AI and Vertical Farming: Panacea for Global Food Production

AI and Vertical Farming: Panacea for Global Food Production

Why are farmers slowly switching to vertical farming to address the increasing global hunger?

According to the United Nations, the current world population of 7.3 billion is expected to reach 8.5 billion by 2030 and 9.7 billion by 2050. And more humans, means more mouths to feed. But the problem is while the population continues its exponential trajectory, the agricultural lands either remain the same or are dwindling due to rapid urbanization. To feed the world by 2050, the FAO estimates that food production will have to increase by 70% from 2007 levels. In other words worldwide cereal production would need to increase from 2.1 billion tons to 3 billion by 2050. Since the reducing arable lands won't be able to sustain us, farmers are moving to vertical farming.

Thomas Malthus, an 18th-century economist, proposed that human population increases geometrically, while food production increases only arithmetically. Vertically farming is growing crops indoors, stacked layer after layer, using UV lights in a climate-controlled building. It is a better alternative to cultivating food outside, on lands, that costs excessive water requirement. Vertical farming minimizes water use and maximize productivity by growing crops "hydroponically" in small amounts of nutrient-rich water. Moreover, vertical farming yields more crops per square meter than traditional farming or greenhouses do. In gist, this can be an answer to countering the concerns of food production, reducing arable land and global hunger.

Today, artificial intelligence technologies help farmers in yielding healthier crops, controlling pests, monitoring soil and temperature conditions via IoT sensors, organizing data for farmers, and optimizing a vast array of agriculture-related activities in the entire food supply chain. In vertical farming, artificial intelligence will also have profound implications for the higher yield and better efficiency.

For instance, San Francisco-based agtech startup Plenty is redefining farming via vertical farming. By employing artificial intelligence and robotics, this startup company is continually improving the quality of growth of the goods all the while using 95% less water and 99% less land. It achieves this through Controlled Environment Agriculture technology that relies on AI to controls the variables temperature,  humidity, and gases. AI also continually optimizes itself by self-learning how to grow faster, bigger, better crops. Plenty use robots to grab large hanging racks of growing vegetables and moves them where they're needed.

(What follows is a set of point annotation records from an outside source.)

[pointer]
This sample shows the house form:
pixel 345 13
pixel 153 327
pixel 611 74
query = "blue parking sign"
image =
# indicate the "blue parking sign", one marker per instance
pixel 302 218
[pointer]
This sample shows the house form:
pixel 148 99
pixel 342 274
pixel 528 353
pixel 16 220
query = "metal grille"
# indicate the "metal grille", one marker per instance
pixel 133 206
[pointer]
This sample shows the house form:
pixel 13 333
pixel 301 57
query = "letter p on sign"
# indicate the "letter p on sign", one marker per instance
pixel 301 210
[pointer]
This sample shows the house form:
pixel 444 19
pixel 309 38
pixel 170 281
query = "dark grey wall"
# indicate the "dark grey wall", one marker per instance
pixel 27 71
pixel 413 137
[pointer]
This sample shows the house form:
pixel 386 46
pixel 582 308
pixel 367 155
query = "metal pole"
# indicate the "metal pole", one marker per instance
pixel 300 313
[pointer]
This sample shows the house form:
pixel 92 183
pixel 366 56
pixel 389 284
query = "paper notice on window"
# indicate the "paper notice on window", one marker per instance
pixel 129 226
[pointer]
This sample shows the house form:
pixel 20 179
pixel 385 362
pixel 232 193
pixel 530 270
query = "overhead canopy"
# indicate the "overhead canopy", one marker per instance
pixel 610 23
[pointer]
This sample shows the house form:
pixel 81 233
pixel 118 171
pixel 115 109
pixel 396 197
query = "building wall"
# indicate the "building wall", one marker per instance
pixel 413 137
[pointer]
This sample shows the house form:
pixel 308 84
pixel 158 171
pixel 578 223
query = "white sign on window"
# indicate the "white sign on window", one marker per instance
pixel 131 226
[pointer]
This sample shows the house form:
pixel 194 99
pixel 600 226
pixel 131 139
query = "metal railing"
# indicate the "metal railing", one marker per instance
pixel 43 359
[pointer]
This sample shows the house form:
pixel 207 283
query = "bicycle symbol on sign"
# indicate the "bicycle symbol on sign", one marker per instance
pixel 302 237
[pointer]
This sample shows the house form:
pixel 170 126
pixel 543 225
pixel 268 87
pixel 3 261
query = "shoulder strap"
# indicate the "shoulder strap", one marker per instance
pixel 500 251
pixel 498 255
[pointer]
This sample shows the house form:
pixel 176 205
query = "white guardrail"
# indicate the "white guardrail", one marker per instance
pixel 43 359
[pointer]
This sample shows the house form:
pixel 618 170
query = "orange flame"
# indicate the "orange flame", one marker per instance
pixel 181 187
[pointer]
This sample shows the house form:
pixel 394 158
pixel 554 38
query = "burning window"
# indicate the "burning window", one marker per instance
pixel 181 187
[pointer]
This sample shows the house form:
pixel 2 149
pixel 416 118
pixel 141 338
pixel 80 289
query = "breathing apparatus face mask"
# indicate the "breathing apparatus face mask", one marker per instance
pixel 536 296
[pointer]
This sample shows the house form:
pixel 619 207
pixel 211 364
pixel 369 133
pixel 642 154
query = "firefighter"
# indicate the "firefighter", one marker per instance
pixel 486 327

Meanwhile, LED panels serve as the sunlight, which means that food is grown 24/7 inside the vertical farms, and water lost by transpiration is recaptured and reused to avoid any wastage. Artificial intelligence also helps regulate combination of blue, red; and white light to ensure optimum growth of plants in the artificial environment.

Overall, the flagship Plenty farm is so successful that it produces 400 times more food per acre than a flat farm.

There are other vertical farming start-ups that use both concepts of artificial intelligence and automation. iFarm's Growtune tech platform allows growers to leverage technologies like computer vision, machine learning, and huge volumes of data.

In vertical farms that use aeroponics instead of hydroponics, artificial intelligence comes handy again. In aeroponics crop plants are exposed to soil water for 99.98% of the time, but for the remaining 0.02% of the time, it is exposed to a solution (water + plant decompose) that is rich in micronutrients and minerals. This completely eliminates mechanical resistance, adds to the fertility of the plant and at the same time decreases the water and nutrient requirement of the plant by 40% and 30% respectively.

While, vertical farming is answer to land constraint, water wastage faced in agriculture today, there are concerns about it being less energy efficient. This is mainly due to LED lighting and climate control technologies used at vertical farms. An article published in Independent states that if lettuces are grown in traditionally heated greenhouses in the UK, it will require an estimated 250kWh of energy a year for every square meter of growing area. In comparison, lettuces grown in a purpose built vertical farm need an estimated 3,500kWh a year for each square meter of growing area.

Artificial intelligence has solution for this too. Through AI based IoT sensors, farmers can monitor and control the treatment of plants in vertical farms and get information via AI models on how to improve the system dramatically in the future, in terms of growth, quantity and quality. Through climatization control softwares, artificial intelligence helps in smart monitoring of CO2 emissions, enables flatter distribution of energy across any given day and fewer peaks and more. These help vertical farming startups like Vertical Future and &ever be 60% and 40% more energy efficient respectively, than their counterparts.